[Pe. Alfredinho] A Caravana de Jesus

Além do grupo dos doze apóstolos, embrião das futuras comunidades cristãos que haverão de formar a Igreja primitiva, a caravana de Jesus é também formada por vários outros seguidores, homens e mulheres, discípulos e discípulas. Ao fazer um resumo das atividades do Nazareno, diz o evangelista que sua caravana “percorria todas as cidades e povoados, ensinando em suas sinagogas, pregando a Boa Notícia do Reino, e curando todo tipo de doença e enfermidade. Vendo as multidões, Jesus teve compaixão, porque estavam cansadas e abatidas, como ovelhas que não tem pastor” (Mt 9, 25-38).

Quem são essas “multidões cansadas e abatidas”, com quem tropeça seguidamente a caravana de Jesus?

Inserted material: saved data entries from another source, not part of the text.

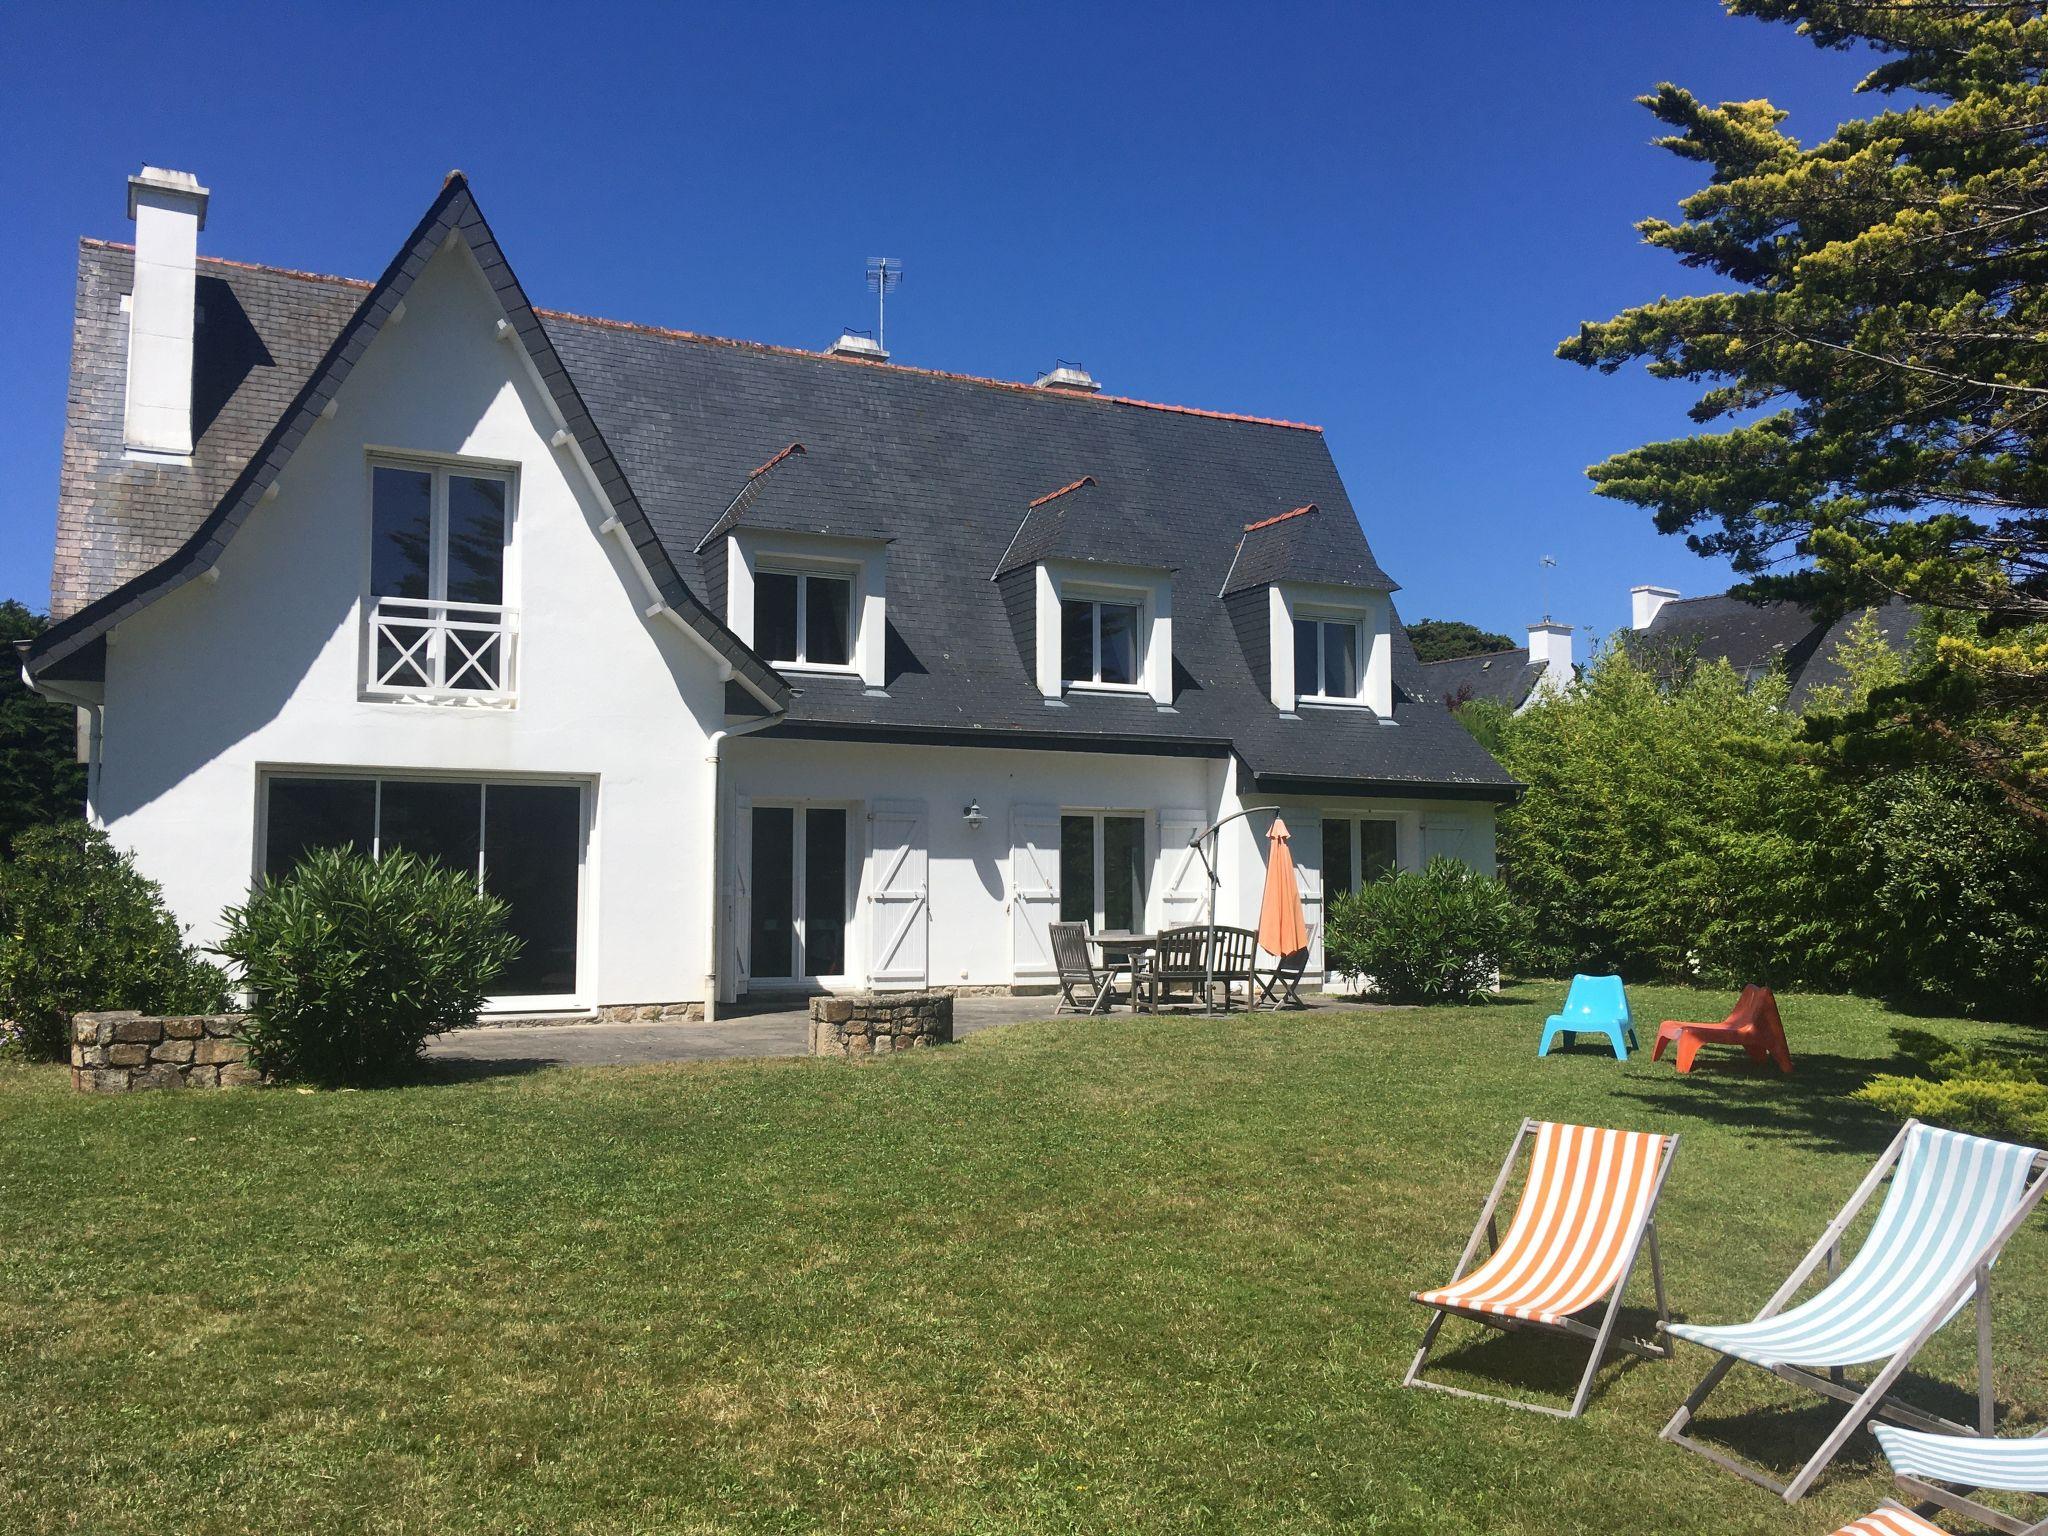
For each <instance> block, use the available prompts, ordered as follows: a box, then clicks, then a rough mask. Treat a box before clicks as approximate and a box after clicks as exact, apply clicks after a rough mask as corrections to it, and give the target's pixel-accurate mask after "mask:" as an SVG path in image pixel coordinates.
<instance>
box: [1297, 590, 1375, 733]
mask: <svg viewBox="0 0 2048 1536" xmlns="http://www.w3.org/2000/svg"><path fill="white" fill-rule="evenodd" d="M1290 618H1292V623H1290V625H1288V645H1292V643H1294V625H1315V682H1317V692H1309V690H1305V688H1303V686H1300V678H1294V698H1296V700H1298V702H1303V705H1337V707H1358V705H1364V702H1366V666H1368V662H1370V657H1372V635H1370V633H1368V631H1366V621H1364V616H1362V614H1356V612H1346V610H1341V608H1317V606H1313V604H1294V606H1292V610H1290ZM1327 625H1341V627H1346V629H1350V631H1352V670H1354V672H1356V674H1358V690H1356V692H1350V694H1325V692H1321V684H1323V676H1325V674H1327V668H1325V666H1323V647H1325V645H1327V641H1329V633H1327V629H1325V627H1327Z"/></svg>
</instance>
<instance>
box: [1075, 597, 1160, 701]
mask: <svg viewBox="0 0 2048 1536" xmlns="http://www.w3.org/2000/svg"><path fill="white" fill-rule="evenodd" d="M1069 602H1085V604H1087V606H1090V614H1087V639H1090V659H1092V664H1094V666H1092V672H1094V676H1092V678H1069V676H1067V657H1065V635H1067V604H1069ZM1104 606H1110V608H1135V610H1137V633H1135V635H1133V645H1135V647H1137V649H1135V655H1133V657H1130V662H1133V668H1130V682H1104V680H1102V610H1104ZM1059 623H1061V629H1059V635H1057V637H1055V645H1057V647H1059V651H1061V655H1059V682H1061V690H1071V692H1087V694H1149V692H1151V651H1153V598H1151V592H1147V590H1145V588H1126V586H1100V584H1094V582H1061V584H1059Z"/></svg>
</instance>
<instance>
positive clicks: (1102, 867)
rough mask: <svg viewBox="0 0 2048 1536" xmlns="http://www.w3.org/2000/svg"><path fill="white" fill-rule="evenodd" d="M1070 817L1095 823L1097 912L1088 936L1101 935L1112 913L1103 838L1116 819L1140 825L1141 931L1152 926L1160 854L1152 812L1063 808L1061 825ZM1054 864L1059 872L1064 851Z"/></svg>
mask: <svg viewBox="0 0 2048 1536" xmlns="http://www.w3.org/2000/svg"><path fill="white" fill-rule="evenodd" d="M1069 815H1071V817H1087V819H1090V821H1092V823H1094V831H1092V834H1090V836H1092V840H1094V864H1096V874H1094V881H1096V909H1094V911H1092V913H1090V918H1087V932H1092V934H1100V932H1102V930H1104V928H1106V926H1108V915H1106V913H1108V909H1106V907H1104V899H1106V897H1108V893H1110V881H1108V870H1104V866H1102V860H1104V856H1106V850H1108V838H1104V836H1102V823H1104V821H1110V819H1112V817H1114V819H1120V821H1137V823H1139V840H1141V852H1139V881H1141V883H1143V887H1145V889H1143V891H1141V893H1139V911H1137V922H1139V930H1143V928H1145V924H1147V922H1151V899H1153V860H1155V856H1157V850H1155V848H1153V838H1155V834H1153V815H1151V811H1122V809H1116V807H1094V805H1063V807H1059V819H1061V821H1065V819H1067V817H1069ZM1061 836H1065V827H1061ZM1053 860H1055V868H1057V866H1059V860H1061V850H1057V848H1055V852H1053ZM1061 897H1065V889H1061ZM1063 922H1065V920H1063Z"/></svg>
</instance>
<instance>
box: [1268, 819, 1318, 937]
mask: <svg viewBox="0 0 2048 1536" xmlns="http://www.w3.org/2000/svg"><path fill="white" fill-rule="evenodd" d="M1266 842H1270V844H1272V852H1268V856H1266V897H1264V899H1262V901H1260V948H1262V950H1266V952H1268V954H1292V952H1294V950H1305V948H1309V920H1307V918H1303V913H1300V885H1298V883H1296V879H1294V852H1292V850H1290V848H1288V829H1286V821H1282V819H1280V817H1274V823H1272V829H1270V831H1268V834H1266Z"/></svg>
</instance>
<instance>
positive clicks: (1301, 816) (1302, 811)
mask: <svg viewBox="0 0 2048 1536" xmlns="http://www.w3.org/2000/svg"><path fill="white" fill-rule="evenodd" d="M1280 819H1282V821H1286V829H1288V852H1290V854H1294V885H1296V887H1300V915H1303V922H1307V924H1309V965H1307V969H1305V971H1303V975H1309V977H1319V975H1323V922H1325V911H1323V905H1325V903H1323V813H1321V811H1284V813H1282V817H1280Z"/></svg>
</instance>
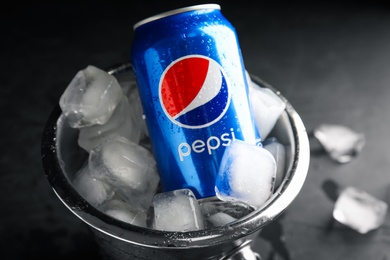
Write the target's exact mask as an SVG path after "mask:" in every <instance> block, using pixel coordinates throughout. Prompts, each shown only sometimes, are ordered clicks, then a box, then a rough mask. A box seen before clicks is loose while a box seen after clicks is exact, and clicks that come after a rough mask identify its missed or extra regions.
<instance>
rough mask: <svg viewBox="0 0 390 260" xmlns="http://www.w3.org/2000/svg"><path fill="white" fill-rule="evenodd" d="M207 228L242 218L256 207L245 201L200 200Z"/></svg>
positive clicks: (200, 206)
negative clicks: (205, 200)
mask: <svg viewBox="0 0 390 260" xmlns="http://www.w3.org/2000/svg"><path fill="white" fill-rule="evenodd" d="M199 205H200V209H201V212H202V214H203V219H204V225H205V228H213V227H219V226H222V225H225V224H228V223H231V222H233V221H235V220H237V219H240V218H242V217H244V216H246V215H248V214H249V213H250V212H252V211H253V210H254V209H253V208H252V207H250V206H249V205H248V204H246V203H243V202H239V201H236V202H233V201H220V200H217V201H215V200H207V199H206V201H202V202H199Z"/></svg>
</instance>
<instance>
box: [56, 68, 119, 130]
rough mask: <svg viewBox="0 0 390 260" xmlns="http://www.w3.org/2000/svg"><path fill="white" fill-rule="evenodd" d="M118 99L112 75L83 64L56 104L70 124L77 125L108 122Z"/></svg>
mask: <svg viewBox="0 0 390 260" xmlns="http://www.w3.org/2000/svg"><path fill="white" fill-rule="evenodd" d="M121 98H122V88H121V87H120V85H119V83H118V81H117V80H116V78H115V77H114V76H112V75H110V74H108V73H107V72H105V71H103V70H101V69H99V68H97V67H95V66H87V67H86V68H85V69H83V70H80V71H79V72H78V73H77V74H76V75H75V77H74V78H73V79H72V81H71V82H70V84H69V85H68V86H67V88H66V89H65V91H64V93H63V94H62V96H61V98H60V102H59V103H60V107H61V110H62V112H63V113H64V115H65V116H66V117H67V118H68V120H69V124H70V126H71V127H74V128H80V127H85V126H91V125H95V124H104V123H106V122H107V121H108V119H109V118H110V116H111V114H112V113H113V111H114V109H115V107H116V105H117V104H118V103H119V101H120V100H121Z"/></svg>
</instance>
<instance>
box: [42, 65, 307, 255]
mask: <svg viewBox="0 0 390 260" xmlns="http://www.w3.org/2000/svg"><path fill="white" fill-rule="evenodd" d="M109 73H111V74H113V75H115V76H116V77H117V79H118V81H119V82H121V81H128V80H134V77H133V73H132V71H131V65H129V64H127V65H122V66H118V67H116V68H114V69H112V70H109ZM251 79H252V81H253V82H255V83H256V84H257V85H259V86H260V87H268V88H271V89H272V90H273V91H274V92H275V93H277V94H278V95H279V96H280V98H281V99H282V100H283V101H284V102H285V103H286V109H285V111H284V112H283V113H282V115H281V116H280V118H279V119H278V121H277V123H276V125H275V127H274V129H273V130H272V132H271V133H270V134H269V137H271V136H272V137H276V138H277V139H278V141H279V142H280V143H282V144H283V145H284V146H285V148H286V171H285V173H284V176H283V181H282V182H281V184H280V185H279V186H278V187H276V189H275V192H274V193H273V195H272V196H271V197H270V199H269V200H268V201H267V202H266V203H265V204H264V205H263V206H262V207H261V208H259V209H257V210H255V211H253V212H252V213H250V214H248V215H247V216H245V217H243V218H241V219H238V220H237V221H234V222H232V223H229V224H227V225H224V226H221V227H216V228H212V229H205V230H199V231H189V232H165V231H159V230H152V229H147V228H143V227H138V226H134V225H130V224H127V223H124V222H122V221H119V220H117V219H115V218H112V217H110V216H108V215H106V214H104V213H102V212H100V211H99V210H98V209H96V208H95V207H93V206H92V205H90V204H89V203H88V202H87V201H85V200H84V199H83V198H82V197H81V196H80V195H79V194H78V192H77V191H76V190H75V189H74V188H73V186H72V180H73V176H74V174H75V173H76V172H77V171H78V170H79V169H80V167H81V166H82V165H83V163H84V162H85V160H86V159H87V157H88V153H87V152H85V151H84V150H83V149H82V148H80V147H79V146H78V144H77V138H78V130H77V129H73V128H71V127H70V126H69V124H68V123H67V119H66V118H65V117H64V115H63V114H62V113H61V109H60V107H59V106H58V105H57V106H56V107H55V108H54V110H53V112H52V114H51V116H50V118H49V119H48V122H47V125H46V127H45V130H44V136H43V141H42V160H43V165H44V169H45V173H46V175H47V178H48V180H49V182H50V184H51V185H52V188H53V190H54V192H55V193H56V195H57V196H58V197H59V199H60V200H61V201H62V202H63V203H64V205H65V206H66V207H68V208H69V210H71V211H72V212H73V213H74V214H75V215H76V216H77V217H79V218H80V219H81V220H82V221H84V222H85V223H86V224H88V225H89V226H90V227H91V228H93V229H94V230H97V231H98V232H102V233H104V234H106V235H108V236H111V237H114V238H116V239H119V240H121V241H125V242H129V243H133V244H136V245H142V246H146V247H158V248H161V247H162V248H165V247H166V248H172V247H177V248H183V247H185V248H188V247H194V248H198V247H207V246H210V245H218V244H222V243H225V242H227V241H231V240H233V239H234V240H236V239H240V238H242V237H245V236H248V235H249V234H251V233H255V232H257V231H259V230H260V229H261V228H262V227H264V226H265V225H267V224H268V223H270V222H271V221H272V220H274V219H275V218H276V217H277V216H279V215H280V214H281V213H282V212H283V211H284V210H285V209H286V208H287V207H288V205H289V204H290V203H291V202H292V201H293V200H294V198H295V197H296V196H297V194H298V193H299V191H300V189H301V187H302V185H303V183H304V180H305V178H306V175H307V170H308V165H309V157H310V155H309V150H310V149H309V142H308V138H307V134H306V130H305V127H304V125H303V123H302V121H301V119H300V117H299V115H298V114H297V113H296V111H295V110H294V109H293V107H292V106H291V105H290V104H289V103H288V101H287V100H286V99H285V98H284V97H283V96H282V95H280V93H278V92H277V91H276V90H275V89H273V88H272V87H271V86H269V85H268V84H266V83H265V82H263V81H262V80H261V79H259V78H257V77H255V76H251Z"/></svg>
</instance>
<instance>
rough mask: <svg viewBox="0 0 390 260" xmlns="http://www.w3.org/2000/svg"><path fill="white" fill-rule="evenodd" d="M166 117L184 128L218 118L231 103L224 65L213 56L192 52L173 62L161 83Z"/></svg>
mask: <svg viewBox="0 0 390 260" xmlns="http://www.w3.org/2000/svg"><path fill="white" fill-rule="evenodd" d="M159 95H160V103H161V106H162V108H163V110H164V112H165V114H166V115H167V117H168V118H169V119H170V120H171V121H172V122H174V123H175V124H177V125H180V126H182V127H185V128H203V127H207V126H210V125H212V124H214V123H215V122H217V121H219V119H221V117H222V116H223V115H224V114H225V113H226V110H227V108H228V107H229V103H230V92H229V88H228V82H227V79H226V76H225V72H224V70H223V68H222V67H221V66H220V65H219V64H218V63H217V62H216V61H215V60H213V59H210V58H209V57H206V56H201V55H189V56H184V57H181V58H180V59H177V60H175V61H174V62H172V63H171V64H170V65H169V66H168V67H167V68H166V69H165V71H164V72H163V74H162V76H161V80H160V85H159Z"/></svg>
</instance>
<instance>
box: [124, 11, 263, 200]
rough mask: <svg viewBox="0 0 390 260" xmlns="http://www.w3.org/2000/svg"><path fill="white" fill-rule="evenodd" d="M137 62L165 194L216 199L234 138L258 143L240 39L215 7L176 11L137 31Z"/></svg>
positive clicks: (160, 15)
mask: <svg viewBox="0 0 390 260" xmlns="http://www.w3.org/2000/svg"><path fill="white" fill-rule="evenodd" d="M134 31H135V33H134V37H135V38H134V41H133V46H132V50H131V62H132V65H133V68H134V72H135V75H136V80H137V85H138V88H139V93H140V98H141V103H142V106H143V109H144V114H145V117H146V123H147V126H148V131H149V136H150V138H151V143H152V147H153V153H154V156H155V158H156V162H157V168H158V171H159V174H160V178H161V186H162V189H163V190H164V191H170V190H175V189H182V188H189V189H191V190H192V191H193V192H194V194H195V196H196V197H197V198H205V197H211V196H215V190H214V187H215V178H216V175H217V173H218V168H219V165H220V161H221V158H222V155H223V153H224V150H225V148H226V147H227V146H229V145H230V143H231V141H232V140H233V139H240V140H244V141H247V142H249V143H253V144H259V143H260V136H259V134H258V132H257V130H256V128H255V126H254V123H253V120H252V116H251V112H250V107H249V102H248V82H247V79H246V73H245V68H244V64H243V59H242V56H241V51H240V47H239V42H238V39H237V34H236V32H235V29H234V28H233V26H232V25H231V24H230V23H229V22H228V21H227V20H226V18H225V17H224V16H223V15H222V13H221V12H220V6H219V5H217V4H204V5H196V6H190V7H185V8H180V9H176V10H173V11H170V12H166V13H162V14H159V15H156V16H152V17H150V18H147V19H145V20H142V21H140V22H138V23H137V24H135V25H134Z"/></svg>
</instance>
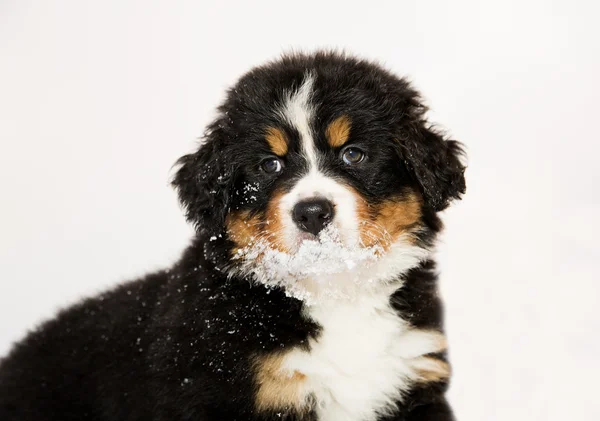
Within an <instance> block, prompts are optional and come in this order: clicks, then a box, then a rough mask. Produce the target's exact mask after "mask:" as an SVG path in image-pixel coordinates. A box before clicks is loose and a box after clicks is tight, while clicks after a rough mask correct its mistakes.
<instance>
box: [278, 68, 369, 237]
mask: <svg viewBox="0 0 600 421" xmlns="http://www.w3.org/2000/svg"><path fill="white" fill-rule="evenodd" d="M314 82H315V75H314V74H311V73H306V75H305V77H304V81H303V82H302V85H300V87H299V88H298V89H297V90H295V91H290V92H288V94H287V95H286V98H285V102H284V104H283V107H282V108H281V110H280V111H279V113H280V115H281V116H282V117H283V118H284V119H285V120H286V121H287V122H288V123H289V124H291V125H292V127H294V128H295V129H296V130H297V131H298V134H299V135H300V145H301V150H302V154H303V155H304V156H305V158H306V160H307V161H308V166H309V170H308V173H307V174H305V175H304V176H303V177H302V178H301V179H300V180H298V182H297V183H296V185H295V186H294V188H293V189H292V190H291V191H290V192H289V193H288V194H286V195H285V196H284V197H283V198H282V201H281V209H280V210H281V215H282V220H283V226H284V233H285V235H284V236H285V237H286V240H287V243H288V244H287V245H288V247H291V248H293V247H294V246H295V243H296V242H297V236H298V228H297V227H296V226H295V223H294V222H293V220H292V217H291V212H292V209H293V208H294V206H295V205H296V204H297V203H298V202H299V201H302V200H305V199H311V198H316V197H322V198H325V199H328V200H330V201H331V202H332V203H333V205H334V208H335V217H334V221H333V224H334V225H335V226H336V227H337V228H338V229H339V231H340V234H341V237H342V239H343V240H344V241H345V242H346V243H347V244H356V243H357V242H358V221H357V215H356V203H355V197H354V195H353V194H352V192H351V191H350V190H349V189H348V188H347V187H345V186H343V185H342V184H340V183H339V182H337V181H336V180H334V179H332V178H331V177H328V176H326V175H324V174H323V173H321V172H320V171H319V168H318V161H319V158H318V154H317V150H316V147H315V139H314V133H313V130H312V121H313V119H314V117H315V106H314V103H313V102H312V94H313V86H314Z"/></svg>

Não é difícil imaginar o aglomerado de rostos e corpos desfigurados: pobres, doentes, pecadores, excluídos e marginalizados – todos em busca de um olhar, um toque, uma palavra de conforto, um encontro que transformasse para sempre suas vidas. Pessoas como o pobre homem assaltado, na parábola do Bom Samaritano. Resulta “caído quase morto” à beira da estrada e da vida. Tampouco será difícil verificar suas chagas, feridas e cicatrizes mal curadas, no corpo, na mente e na alma. Gente que a sociedade e a religião rejeitavam, mantendo-a a boa distância. Predominava a tríplice maldição: se é pobre é porque é doente, e doente porque é pecador. A condição de pobre, doente e pecador era motivo de rechaço e abandono, pois significava uma prova de que que tinha sido abandonado por Deus. São justamente esses que, sozinhos ou aos grupos, buscam o Mestre para encontrar a si mesmo e a Deus. 

A caravana de Jesus percorria cidades e povoados. Não imitava os sacerdotes ou doutores da lei. As pessoas notavam n’Ele um Mestre diferente, por duas razões: primeiro, não permanecia no templo à espera que os fiéis o procurassem para orientá-los; segundo, ao contrário de outros, “falava como quem tem autoridade”. Esta expressão denota, particularmente, aquele que é capaz de falar ao coração das pessoas. E somente o faz, por um lado, quem mantém os ouvidos atentos às dores e penas, sonhos e esperanças do povo; e por outro, quem cultiva uma grande intimidade com Deus – fazendo com isso uma ponte de ida-e-volta entre as preces e anseios do povo, numa margem, e a graça e luz do Pai, na outra. Jesus caminhava como um “profeta itinerante” pelas estradas da Galileia, da Samaria e da Judeia, até chegar a Jerusalém. Nos caminhos, vai abrindo “poços” de encontro com as pessoas necessitadas. Esse é seu método de evangelização. O poço nas encruzilhadas é o símbolo onde sede e água se encontram, interagem, e se complementam. Evangelizar consiste em uma via de mão dupla. À margem do poço, a carência e a abundância se dão as mãos e as pessoas, povos e culturas se enriquecem reciprocamente.

O que faz Jesus diante de tanta dor e sofrimento? Sua caravana jamais atropela aquele que grita por socorro. Os casos são numerosos: o cego de nascimento, que se dirige ao nazareno pedindo piedade; a viúva desolada, que perdera seu único filho; os dez leprosos, que pedem e obtêm a cura; a mulher que há doze sofria de fluxo de sangue, tocando nas vestes do Mestre para curar-se; a sírio-fenícia, que insiste sobre as migalhas atiradas “aos cachorrinhos”; a samaritana que vai buscar água ao poço, encontra Jesus, e se torna missionária; a mulher que foi surpreendida em adultério, e pela lei deve ser apedrejada!… 

A caravana sempre se detém. Os seguidores do Mestre se intrometem para calar o clamor de quem sofre. Mas a delicadeza do homem de Nazaré se revela de forma extraordinária. “Alguém me toucou”! Alguém mais necessitada que os integrantes de sua caravana. Jesus não se contenta em criar uma espécie de fã clube e dele receber aplausos e louvores. Procura dirigir sua atenção e sensibilidade para fora do grupo de apóstolos e discípulos. Revela-se solidário para com os que sequer têm voz para gritar, que não têm pernas para alcançar a água da piscina, ou que se sentem envergonhados pelo julgamento público. Da periferia onde foram deixados, o Nazareno os traz para o centro do palco, tornando-os sujeitos e protagonistas de um novo destino.

Pe. Alfredo J. Gonçalves, cs, vice-presidente do SPM – 10 de agosto de 2021.